The chestnut-tipped toucanet is monotypic. However, what is now the tepui toucanet (A. whitelianus) and it were for a time considered conspecific. They were separated by major taxonomic systems beginning in 2011. The chestnut-tipped and groove-billed toucanets (A. sulcatus) form a superspecies.

==Description==

The chestnut-tipped toucanet is 33 to 41 cm long and weighs 141 to 262 g. Its bill is deep red and black with a vertical white line at its base and grooves on the maxilla. (Some individuals have an all-black bill). The sexes are alike. Their plumage is generally green, with a bluish nape, a white throat, and wide chestnut tips on the tail feathers. The red-brown eye has some blue below it.

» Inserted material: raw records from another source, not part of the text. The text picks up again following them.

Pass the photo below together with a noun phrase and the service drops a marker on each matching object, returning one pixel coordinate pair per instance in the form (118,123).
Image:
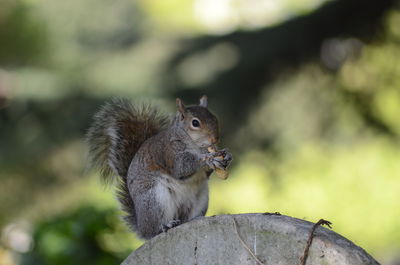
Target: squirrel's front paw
(223,160)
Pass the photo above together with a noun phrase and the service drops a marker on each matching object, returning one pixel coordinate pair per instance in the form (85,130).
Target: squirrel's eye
(195,123)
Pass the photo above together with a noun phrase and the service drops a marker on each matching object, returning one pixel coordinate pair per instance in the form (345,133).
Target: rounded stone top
(248,239)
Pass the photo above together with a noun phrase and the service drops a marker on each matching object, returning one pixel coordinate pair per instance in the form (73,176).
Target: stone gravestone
(248,239)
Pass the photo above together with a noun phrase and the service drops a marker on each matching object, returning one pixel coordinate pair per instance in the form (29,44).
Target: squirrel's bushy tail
(118,130)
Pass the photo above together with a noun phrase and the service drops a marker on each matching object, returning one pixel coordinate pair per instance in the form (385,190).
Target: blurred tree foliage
(19,27)
(87,235)
(309,106)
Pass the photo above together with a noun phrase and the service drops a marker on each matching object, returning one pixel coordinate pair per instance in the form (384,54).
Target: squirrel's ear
(180,106)
(204,101)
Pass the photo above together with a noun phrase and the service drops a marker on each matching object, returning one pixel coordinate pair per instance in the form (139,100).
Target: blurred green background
(307,93)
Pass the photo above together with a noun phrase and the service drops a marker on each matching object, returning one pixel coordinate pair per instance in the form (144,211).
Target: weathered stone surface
(275,240)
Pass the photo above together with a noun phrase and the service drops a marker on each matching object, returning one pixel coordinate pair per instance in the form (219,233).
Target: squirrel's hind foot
(170,224)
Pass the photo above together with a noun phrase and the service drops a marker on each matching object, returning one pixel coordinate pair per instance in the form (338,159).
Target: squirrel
(162,165)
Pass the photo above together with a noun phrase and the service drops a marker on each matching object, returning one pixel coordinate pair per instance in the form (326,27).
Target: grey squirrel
(162,166)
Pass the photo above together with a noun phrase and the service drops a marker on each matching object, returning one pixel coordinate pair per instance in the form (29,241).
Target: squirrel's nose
(213,140)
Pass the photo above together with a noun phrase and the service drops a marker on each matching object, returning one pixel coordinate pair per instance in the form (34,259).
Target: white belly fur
(184,193)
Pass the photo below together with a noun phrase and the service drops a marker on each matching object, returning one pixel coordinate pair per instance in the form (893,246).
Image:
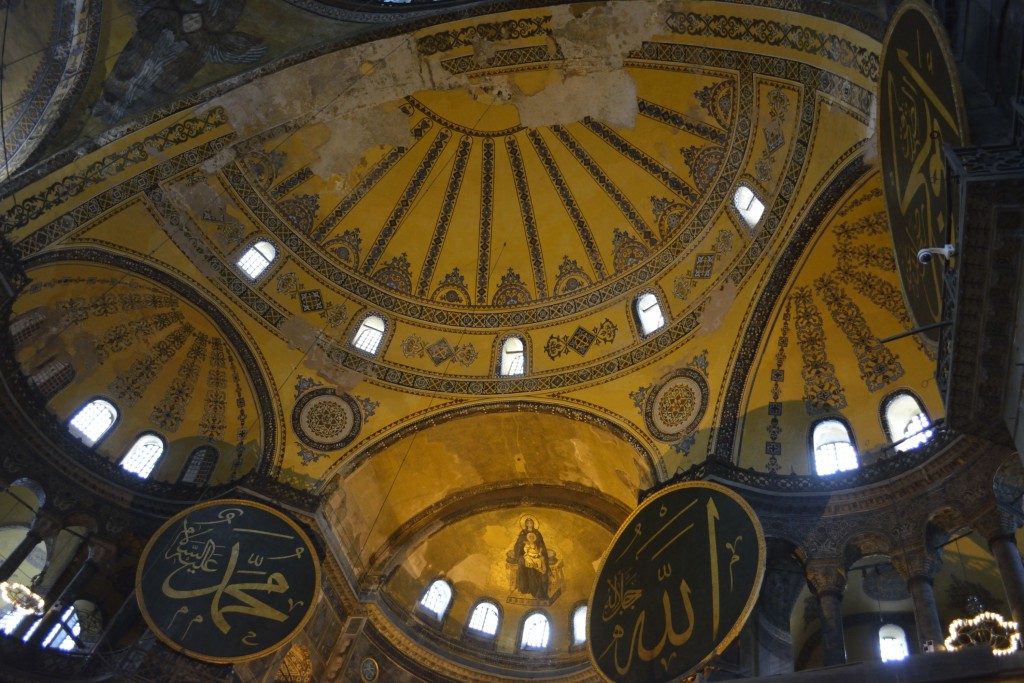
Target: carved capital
(826,577)
(46,524)
(916,563)
(994,522)
(101,551)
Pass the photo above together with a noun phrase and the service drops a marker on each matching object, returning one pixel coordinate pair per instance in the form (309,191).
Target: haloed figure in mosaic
(531,560)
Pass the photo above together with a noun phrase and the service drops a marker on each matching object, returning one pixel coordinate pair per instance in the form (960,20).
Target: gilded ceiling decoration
(528,173)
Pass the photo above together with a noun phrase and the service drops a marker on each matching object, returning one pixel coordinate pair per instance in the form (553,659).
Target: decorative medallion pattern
(822,391)
(325,420)
(582,340)
(439,351)
(674,409)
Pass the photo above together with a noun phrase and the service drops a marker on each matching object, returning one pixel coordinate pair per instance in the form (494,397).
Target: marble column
(827,580)
(999,527)
(1011,571)
(918,567)
(43,526)
(100,553)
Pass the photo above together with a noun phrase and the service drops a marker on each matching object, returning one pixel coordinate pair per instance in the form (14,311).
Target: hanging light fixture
(983,628)
(22,597)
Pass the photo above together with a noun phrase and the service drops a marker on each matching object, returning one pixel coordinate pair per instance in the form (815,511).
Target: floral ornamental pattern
(773,447)
(582,340)
(878,366)
(674,409)
(822,391)
(439,351)
(325,420)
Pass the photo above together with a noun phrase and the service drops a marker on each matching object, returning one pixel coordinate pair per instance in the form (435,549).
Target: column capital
(994,523)
(46,524)
(916,563)
(825,577)
(101,551)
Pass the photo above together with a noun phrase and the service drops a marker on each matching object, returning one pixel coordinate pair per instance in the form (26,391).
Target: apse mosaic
(826,355)
(535,571)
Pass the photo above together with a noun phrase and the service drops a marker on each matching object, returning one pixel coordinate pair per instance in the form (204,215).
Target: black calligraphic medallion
(920,110)
(227,581)
(677,584)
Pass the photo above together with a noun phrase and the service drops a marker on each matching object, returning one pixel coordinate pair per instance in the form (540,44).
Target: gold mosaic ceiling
(526,172)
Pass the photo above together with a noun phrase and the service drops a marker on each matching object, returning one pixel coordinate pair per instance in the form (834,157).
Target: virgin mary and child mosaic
(534,569)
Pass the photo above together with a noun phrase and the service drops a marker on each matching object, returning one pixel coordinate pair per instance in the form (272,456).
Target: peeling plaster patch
(353,134)
(719,305)
(218,161)
(604,34)
(610,97)
(199,199)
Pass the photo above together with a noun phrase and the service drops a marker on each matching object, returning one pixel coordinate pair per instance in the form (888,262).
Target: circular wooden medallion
(676,586)
(227,581)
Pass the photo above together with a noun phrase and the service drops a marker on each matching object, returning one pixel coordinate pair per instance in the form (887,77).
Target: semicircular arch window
(906,422)
(580,625)
(834,450)
(370,335)
(484,619)
(255,260)
(748,204)
(93,421)
(143,455)
(536,632)
(437,598)
(892,643)
(513,361)
(649,313)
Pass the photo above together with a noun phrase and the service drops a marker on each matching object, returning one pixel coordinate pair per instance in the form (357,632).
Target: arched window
(200,466)
(580,625)
(257,258)
(513,360)
(11,617)
(52,376)
(143,456)
(834,450)
(748,204)
(649,312)
(370,335)
(94,420)
(437,598)
(27,326)
(535,632)
(484,619)
(65,634)
(905,421)
(892,643)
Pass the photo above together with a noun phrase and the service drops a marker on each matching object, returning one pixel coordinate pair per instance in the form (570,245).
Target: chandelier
(22,597)
(985,629)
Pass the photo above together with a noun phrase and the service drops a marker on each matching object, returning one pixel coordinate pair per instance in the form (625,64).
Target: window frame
(812,449)
(887,426)
(500,355)
(79,435)
(435,617)
(638,315)
(243,253)
(574,643)
(521,632)
(142,435)
(357,329)
(902,632)
(755,196)
(482,636)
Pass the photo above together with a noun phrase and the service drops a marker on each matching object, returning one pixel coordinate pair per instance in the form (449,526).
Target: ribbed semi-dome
(170,365)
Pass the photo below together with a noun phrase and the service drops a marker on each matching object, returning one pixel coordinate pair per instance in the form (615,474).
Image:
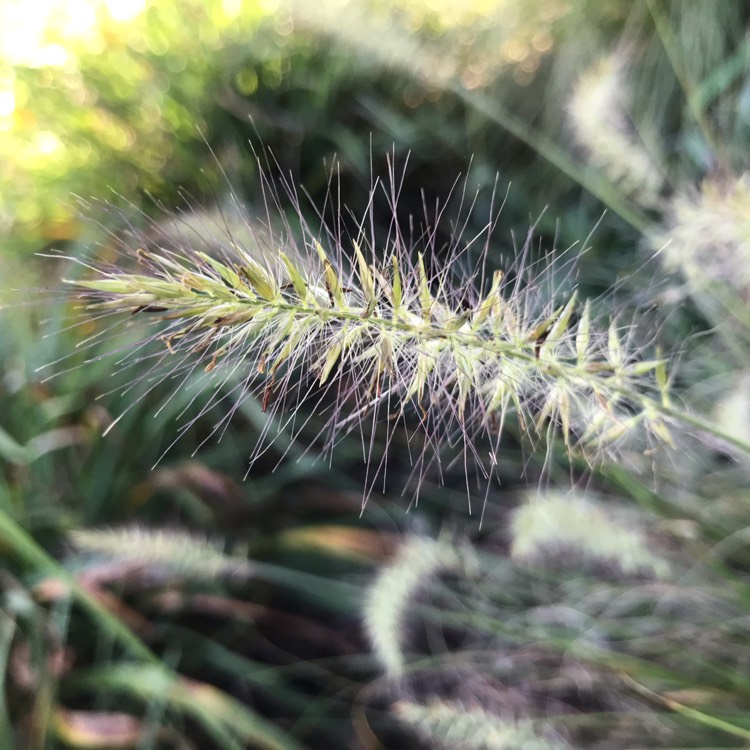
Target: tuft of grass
(175,550)
(452,725)
(390,598)
(599,117)
(553,522)
(364,329)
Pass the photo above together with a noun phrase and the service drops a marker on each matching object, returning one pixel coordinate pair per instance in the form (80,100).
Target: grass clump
(367,330)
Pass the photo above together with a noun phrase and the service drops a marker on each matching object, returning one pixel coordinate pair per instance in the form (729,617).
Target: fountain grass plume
(365,329)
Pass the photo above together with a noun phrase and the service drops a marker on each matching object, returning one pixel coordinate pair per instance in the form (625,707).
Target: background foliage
(250,633)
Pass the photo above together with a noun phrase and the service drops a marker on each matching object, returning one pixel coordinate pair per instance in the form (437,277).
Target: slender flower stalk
(392,337)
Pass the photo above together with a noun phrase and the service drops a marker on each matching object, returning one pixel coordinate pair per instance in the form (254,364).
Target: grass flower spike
(392,335)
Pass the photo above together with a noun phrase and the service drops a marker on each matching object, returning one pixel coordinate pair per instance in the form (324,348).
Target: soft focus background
(184,607)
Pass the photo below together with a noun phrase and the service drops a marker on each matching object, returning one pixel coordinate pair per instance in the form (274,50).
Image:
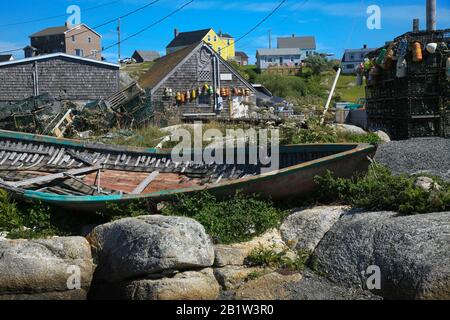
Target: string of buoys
(182,97)
(394,56)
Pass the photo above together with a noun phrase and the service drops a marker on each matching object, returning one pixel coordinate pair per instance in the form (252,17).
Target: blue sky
(336,24)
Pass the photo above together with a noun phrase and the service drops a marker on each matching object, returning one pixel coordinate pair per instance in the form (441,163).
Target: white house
(307,45)
(353,58)
(266,58)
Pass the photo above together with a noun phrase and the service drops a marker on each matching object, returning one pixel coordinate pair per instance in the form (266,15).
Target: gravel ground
(416,156)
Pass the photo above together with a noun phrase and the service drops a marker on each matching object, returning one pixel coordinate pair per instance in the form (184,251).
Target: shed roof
(163,66)
(56,55)
(168,64)
(5,57)
(147,55)
(241,54)
(52,31)
(308,42)
(279,52)
(188,38)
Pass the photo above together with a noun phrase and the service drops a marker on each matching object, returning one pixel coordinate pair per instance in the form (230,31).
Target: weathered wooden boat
(86,177)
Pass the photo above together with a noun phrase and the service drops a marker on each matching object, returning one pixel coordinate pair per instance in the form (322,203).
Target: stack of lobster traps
(408,91)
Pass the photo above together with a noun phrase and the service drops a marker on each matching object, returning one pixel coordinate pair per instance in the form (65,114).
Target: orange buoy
(417,52)
(389,59)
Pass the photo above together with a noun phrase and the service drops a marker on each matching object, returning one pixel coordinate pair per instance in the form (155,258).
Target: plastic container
(417,52)
(448,69)
(402,68)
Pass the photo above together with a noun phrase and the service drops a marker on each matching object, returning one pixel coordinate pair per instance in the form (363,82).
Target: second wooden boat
(86,177)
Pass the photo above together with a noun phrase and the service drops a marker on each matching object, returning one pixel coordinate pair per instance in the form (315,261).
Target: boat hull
(300,163)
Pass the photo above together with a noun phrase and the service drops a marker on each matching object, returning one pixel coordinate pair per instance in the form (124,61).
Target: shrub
(270,258)
(379,190)
(235,219)
(35,220)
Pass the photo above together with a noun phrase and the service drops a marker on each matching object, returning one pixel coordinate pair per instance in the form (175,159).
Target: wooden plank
(51,177)
(10,149)
(144,184)
(79,157)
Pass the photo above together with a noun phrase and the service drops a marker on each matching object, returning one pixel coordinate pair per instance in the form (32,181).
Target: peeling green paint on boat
(48,197)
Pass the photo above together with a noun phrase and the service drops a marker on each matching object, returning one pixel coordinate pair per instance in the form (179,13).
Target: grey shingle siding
(61,78)
(185,77)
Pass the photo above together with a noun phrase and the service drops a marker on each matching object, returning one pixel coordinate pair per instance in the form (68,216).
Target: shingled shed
(62,76)
(196,82)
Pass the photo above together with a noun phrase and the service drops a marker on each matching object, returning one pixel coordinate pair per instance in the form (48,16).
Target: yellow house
(221,43)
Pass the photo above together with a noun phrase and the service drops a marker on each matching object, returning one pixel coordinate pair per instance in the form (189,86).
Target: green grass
(380,190)
(236,219)
(31,220)
(136,70)
(270,258)
(347,90)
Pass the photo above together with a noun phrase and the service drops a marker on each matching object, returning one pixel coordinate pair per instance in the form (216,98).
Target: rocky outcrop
(137,247)
(427,184)
(57,268)
(235,254)
(349,129)
(384,137)
(304,229)
(189,285)
(315,287)
(411,252)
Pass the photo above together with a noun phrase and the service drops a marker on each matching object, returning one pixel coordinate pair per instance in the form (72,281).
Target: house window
(79,52)
(204,100)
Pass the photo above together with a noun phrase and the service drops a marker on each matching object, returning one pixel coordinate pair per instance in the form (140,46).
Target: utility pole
(118,36)
(270,39)
(431,15)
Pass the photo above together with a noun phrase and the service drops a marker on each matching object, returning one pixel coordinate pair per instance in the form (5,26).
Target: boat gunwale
(359,149)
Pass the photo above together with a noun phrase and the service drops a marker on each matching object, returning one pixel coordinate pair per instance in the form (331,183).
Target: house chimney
(431,15)
(416,25)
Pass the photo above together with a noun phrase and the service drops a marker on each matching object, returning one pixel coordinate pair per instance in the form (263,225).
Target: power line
(115,19)
(100,25)
(144,29)
(258,24)
(12,50)
(57,16)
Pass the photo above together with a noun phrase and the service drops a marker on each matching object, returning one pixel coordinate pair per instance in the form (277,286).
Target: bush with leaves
(271,258)
(236,219)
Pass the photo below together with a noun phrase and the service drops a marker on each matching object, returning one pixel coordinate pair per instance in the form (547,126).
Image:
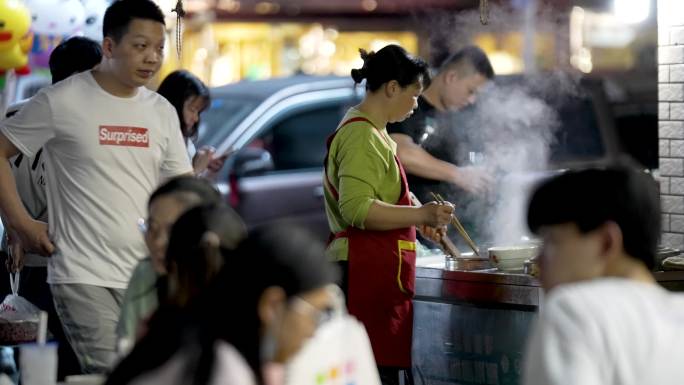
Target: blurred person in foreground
(237,331)
(165,205)
(605,321)
(190,97)
(367,202)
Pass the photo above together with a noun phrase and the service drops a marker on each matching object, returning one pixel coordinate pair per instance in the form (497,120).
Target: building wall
(671,119)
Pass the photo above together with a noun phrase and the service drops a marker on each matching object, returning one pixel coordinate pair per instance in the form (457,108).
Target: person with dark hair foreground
(605,320)
(108,142)
(74,55)
(189,96)
(165,205)
(235,329)
(372,222)
(454,87)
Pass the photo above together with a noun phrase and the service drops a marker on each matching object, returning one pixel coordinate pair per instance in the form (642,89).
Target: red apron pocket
(406,273)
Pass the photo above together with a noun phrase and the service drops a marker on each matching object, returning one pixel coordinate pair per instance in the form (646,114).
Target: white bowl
(512,258)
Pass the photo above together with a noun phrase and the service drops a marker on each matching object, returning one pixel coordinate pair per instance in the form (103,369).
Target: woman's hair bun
(358,75)
(362,73)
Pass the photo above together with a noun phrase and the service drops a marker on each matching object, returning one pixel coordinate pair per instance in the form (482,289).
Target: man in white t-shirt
(605,320)
(107,142)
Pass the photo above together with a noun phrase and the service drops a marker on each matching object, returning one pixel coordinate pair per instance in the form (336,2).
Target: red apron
(382,267)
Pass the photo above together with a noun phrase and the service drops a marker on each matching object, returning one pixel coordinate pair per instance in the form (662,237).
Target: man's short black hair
(74,55)
(592,197)
(469,60)
(120,14)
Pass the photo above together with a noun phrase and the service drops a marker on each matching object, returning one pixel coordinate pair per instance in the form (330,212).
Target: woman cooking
(372,222)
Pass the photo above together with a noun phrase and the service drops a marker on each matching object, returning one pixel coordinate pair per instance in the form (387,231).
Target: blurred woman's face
(163,213)
(193,106)
(303,314)
(404,101)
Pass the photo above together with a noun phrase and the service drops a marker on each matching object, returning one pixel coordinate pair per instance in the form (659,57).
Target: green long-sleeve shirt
(362,168)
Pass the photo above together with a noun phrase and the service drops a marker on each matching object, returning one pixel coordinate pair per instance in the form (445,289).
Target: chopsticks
(447,246)
(455,222)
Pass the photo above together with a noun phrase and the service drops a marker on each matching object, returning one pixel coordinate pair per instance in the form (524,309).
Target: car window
(579,136)
(298,140)
(221,118)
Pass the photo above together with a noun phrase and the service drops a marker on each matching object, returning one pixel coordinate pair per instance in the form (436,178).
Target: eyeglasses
(320,316)
(142,225)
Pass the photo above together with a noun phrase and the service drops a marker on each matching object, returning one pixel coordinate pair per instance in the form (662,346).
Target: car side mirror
(252,161)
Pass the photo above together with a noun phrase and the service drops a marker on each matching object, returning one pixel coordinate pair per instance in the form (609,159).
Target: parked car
(277,129)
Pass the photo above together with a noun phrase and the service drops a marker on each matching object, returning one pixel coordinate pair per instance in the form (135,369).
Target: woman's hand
(202,159)
(434,234)
(436,214)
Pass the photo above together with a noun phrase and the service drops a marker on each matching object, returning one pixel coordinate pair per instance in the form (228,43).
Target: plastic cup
(38,364)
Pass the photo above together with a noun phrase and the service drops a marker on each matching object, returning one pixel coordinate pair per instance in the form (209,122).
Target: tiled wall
(671,118)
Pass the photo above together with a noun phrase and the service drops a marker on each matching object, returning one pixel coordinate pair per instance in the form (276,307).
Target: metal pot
(512,258)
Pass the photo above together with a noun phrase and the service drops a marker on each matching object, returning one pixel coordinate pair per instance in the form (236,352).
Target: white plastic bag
(338,353)
(18,317)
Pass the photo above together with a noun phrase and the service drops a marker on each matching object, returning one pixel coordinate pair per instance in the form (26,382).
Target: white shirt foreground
(608,331)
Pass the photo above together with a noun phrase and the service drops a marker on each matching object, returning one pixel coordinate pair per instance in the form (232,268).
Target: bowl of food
(512,258)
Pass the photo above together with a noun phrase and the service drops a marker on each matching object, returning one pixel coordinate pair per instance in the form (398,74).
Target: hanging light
(632,11)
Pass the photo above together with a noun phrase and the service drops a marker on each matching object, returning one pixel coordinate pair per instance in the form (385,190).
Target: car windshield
(221,118)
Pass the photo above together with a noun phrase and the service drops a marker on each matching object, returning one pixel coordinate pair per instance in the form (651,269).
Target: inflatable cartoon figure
(95,10)
(53,21)
(15,38)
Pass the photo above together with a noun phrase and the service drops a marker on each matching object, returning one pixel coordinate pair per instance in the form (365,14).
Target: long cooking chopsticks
(457,224)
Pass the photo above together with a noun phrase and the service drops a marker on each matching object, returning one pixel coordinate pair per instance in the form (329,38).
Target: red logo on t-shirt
(124,136)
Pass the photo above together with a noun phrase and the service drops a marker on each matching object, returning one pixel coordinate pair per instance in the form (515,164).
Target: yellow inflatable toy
(15,38)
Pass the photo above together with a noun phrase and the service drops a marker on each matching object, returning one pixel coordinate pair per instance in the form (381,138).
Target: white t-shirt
(104,155)
(608,331)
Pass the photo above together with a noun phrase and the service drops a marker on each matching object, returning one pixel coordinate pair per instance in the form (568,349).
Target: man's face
(138,56)
(568,255)
(460,92)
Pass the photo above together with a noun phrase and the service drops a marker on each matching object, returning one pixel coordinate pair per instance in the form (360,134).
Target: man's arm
(33,234)
(419,162)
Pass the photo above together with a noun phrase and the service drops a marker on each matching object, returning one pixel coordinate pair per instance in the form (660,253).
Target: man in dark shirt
(431,167)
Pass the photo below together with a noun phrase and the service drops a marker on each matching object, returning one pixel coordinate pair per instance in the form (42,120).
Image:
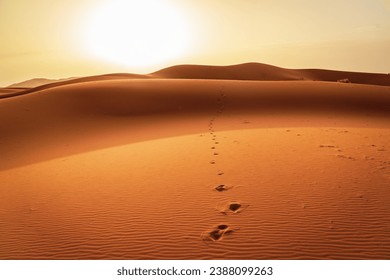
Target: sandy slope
(196,169)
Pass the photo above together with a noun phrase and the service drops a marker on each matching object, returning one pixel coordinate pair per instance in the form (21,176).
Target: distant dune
(247,71)
(197,162)
(264,72)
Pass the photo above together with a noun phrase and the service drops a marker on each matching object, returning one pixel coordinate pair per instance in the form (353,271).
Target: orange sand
(195,169)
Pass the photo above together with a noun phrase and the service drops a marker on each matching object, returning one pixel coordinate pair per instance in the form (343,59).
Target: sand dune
(195,169)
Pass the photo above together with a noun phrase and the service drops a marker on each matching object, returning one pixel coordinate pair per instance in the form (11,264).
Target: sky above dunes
(58,39)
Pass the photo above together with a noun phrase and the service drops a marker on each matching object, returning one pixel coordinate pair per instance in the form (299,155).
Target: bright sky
(67,38)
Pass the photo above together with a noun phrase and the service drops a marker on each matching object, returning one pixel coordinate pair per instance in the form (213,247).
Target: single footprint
(221,188)
(232,208)
(217,233)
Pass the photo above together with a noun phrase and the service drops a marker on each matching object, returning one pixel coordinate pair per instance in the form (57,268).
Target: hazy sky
(64,38)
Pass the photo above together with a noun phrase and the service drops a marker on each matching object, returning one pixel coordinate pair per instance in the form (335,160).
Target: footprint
(222,188)
(217,233)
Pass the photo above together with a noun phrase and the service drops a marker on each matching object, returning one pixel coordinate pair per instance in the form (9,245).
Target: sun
(137,33)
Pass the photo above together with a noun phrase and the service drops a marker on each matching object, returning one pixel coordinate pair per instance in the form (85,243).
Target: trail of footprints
(218,232)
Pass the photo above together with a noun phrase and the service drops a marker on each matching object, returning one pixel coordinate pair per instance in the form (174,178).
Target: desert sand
(179,165)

==Distribution and habitat==

The chestnut-tipped toucanet is found along the east slope of the Andes from extreme southern Colombia through Ecuador and Peru into western Bolivia as far as Cochabamba Department. It primarily inhabits subtropical montane cloudforest, but also tropical forest in Bolivia. In elevation it mostly ranges between 600 and 2000 m.

==Behavior==
===Movement===

The chestnut-tipped toucanet is believed to be non-migratory.

===Feeding===

The chestnut-tipped toucanet forages mostly in the canopy, typically in pairs but occasionally in groups as large as 10 individuals. Its diet is not known in detail but appears to be mostly fruits and their seeds with some insects also taken.

===Breeding===

The chestnut-tipped toucanet's breeding season appears to be from May to October. Nothing else is known about its breeding biology.

===Vocalization===

The chestnut-tipped toucanet's song is an "often long series of grrrrump to kwuk notes", which pairs often sing together. It also makes "'ggg-rgg', 'ngg-ngg', and rattling 'bbdt-bbdt' notes."

==Status==

The IUCN has assessed the chestnut-tipped toucanet as being of Least Concern. It has a large range but its population size is not known and is believed to be decreasing. No immediate threats have been identified. It is considered common in some limited areas but overall uncommon to rare in Ecuador and rare in Peru.